The license attribute is a link to the license itself. I'm planning on using CommonsMetadata to extract the licenseUrl and we're considering looking at P275 statements as well (unclear whether we need to look at structured data if all images should have license info available in the template). We're still working out what to do about images in the public domain since there is no license; we may link to an existing page on Commons with info about the public domain or create a new page specifically for this purpose.

acquireLicensePage

This attribute has 2 purposes: to serve as a layperson's explanation of a license (as opposed to the potentially legalese-y license itself) and to tell users how they can license an image, e.g. checking out on a stock photo website. Obviously the latter doesn't apply to us but it seems including a link to the file page, which offers a summary of the license, would be appropriate and helpful.

thumbnail vs sameAs

The only thing Google needs for the licensable badge is the main ImageObject url, which should be the URL indexed by Google (which appears to be the original file). A reference to the thumbnail that actually appears on the page isn't needed, although we could include one as an organization-wide standard if we want to.

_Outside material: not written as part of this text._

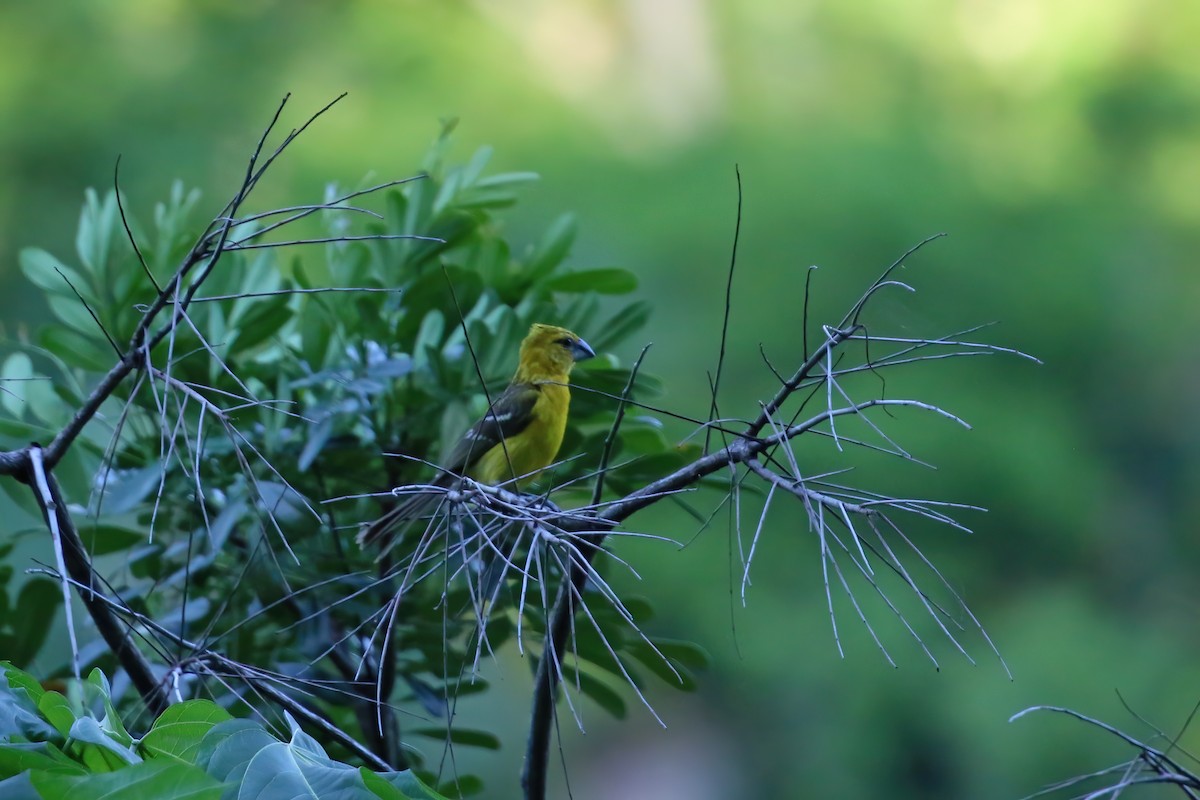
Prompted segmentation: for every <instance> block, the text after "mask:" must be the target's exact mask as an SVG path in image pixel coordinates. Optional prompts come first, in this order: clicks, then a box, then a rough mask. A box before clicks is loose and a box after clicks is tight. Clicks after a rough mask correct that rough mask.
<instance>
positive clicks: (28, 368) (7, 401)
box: [0, 353, 36, 417]
mask: <svg viewBox="0 0 1200 800" xmlns="http://www.w3.org/2000/svg"><path fill="white" fill-rule="evenodd" d="M35 379H36V377H35V375H34V362H32V361H30V360H29V356H28V355H25V354H24V353H13V354H12V355H10V356H8V357H7V359H5V362H4V366H2V367H0V405H2V407H4V408H5V410H7V411H8V413H10V414H12V415H13V416H16V417H22V416H24V415H25V411H26V403H25V397H26V396H28V393H29V392H28V390H29V386H28V385H26V384H28V383H29V381H30V380H35Z"/></svg>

AnneT removed AnneT as the assignee of this task.Sep 9 2020, 10:36 PM
AnneT subscribed.

@AnneT , related to here, the former european director of creative commons, cory doctorow, got targetted by a copyleft troll, see his post: A Bug in Early Creative Commons Licenses Has Enabled a New Breed of Superpredator. he recommends now to use cc-by-sa-4.0 and higher. to reliably get rid of such trolls, two actions should be taken imo. first, require cc 4.0+ and second, embed the link to the license and/or source with the license into the images metadata. INTO the file. so if somebody downloads and uses it the correct metadata is there. @Tgr i saw your comment about this beeing scary in your comment T250317#6178173, on T5361 ... but this one single link to the source should suffice to extinct trolls. everything else can be fixed via license, or viewers.